Those are indeed the two possibilities. But L6->L7 is not done within a single org but instead is a set of company-wide committees, so if it was just our org being supportive of this sort of work then we'd see people hit a wall at L6. But they don't. This is what makes me convinced that committees actually do care about this stuff.
I find that there are two problems that contribute to this belief system.
1. People believe that doing the same work for more time should get them promoted. "Doing maintenance" can mean a variety of things and simply clearing minor issues until the end of time is not necessarily actually changing the landscape of technical debt. Something about the state of the world needs to change or the work is just large scale bikeshedding.
2. People are often truly terrible at measuring the results of their work. This introduces a bias towards launches and new products because their impact is often very easy to measure (there have been processes put in place to resist this force with various degrees of success).

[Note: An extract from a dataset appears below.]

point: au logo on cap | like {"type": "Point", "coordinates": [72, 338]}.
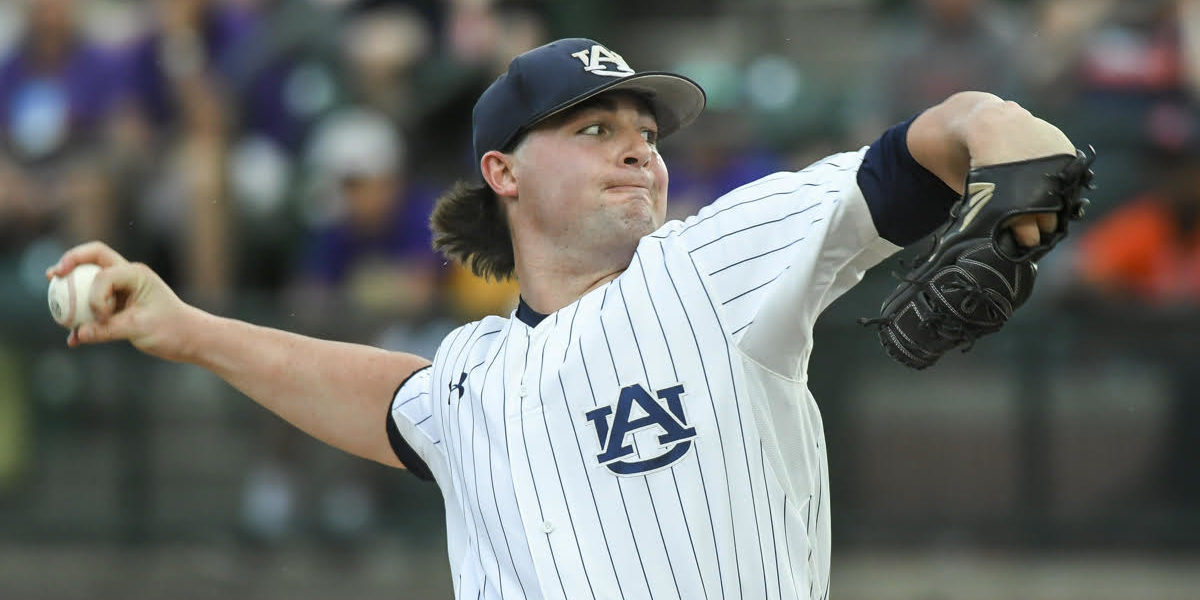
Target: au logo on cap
{"type": "Point", "coordinates": [603, 61]}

But I have seen cases where somebody's work on debt and maintenance is measured by "total number of changes" with zero evidence that the changes are actually useful or valuable. Even just getting some leaders to write down "trust me, this is important" would go a long way and people still fail to do this. Then people complain that their work isn't being valued when that was never the problem.
I do think this is one space where my org has an advantage. Because we do this sort of work so frequently, managers are good at helping their reports measure the actual quality changes in the codebase and build an argument that the work was meaningful.
I also agree that UncleMeat is definitely not one of Zappa's best but I didn't think too carefully about the nic when I created it.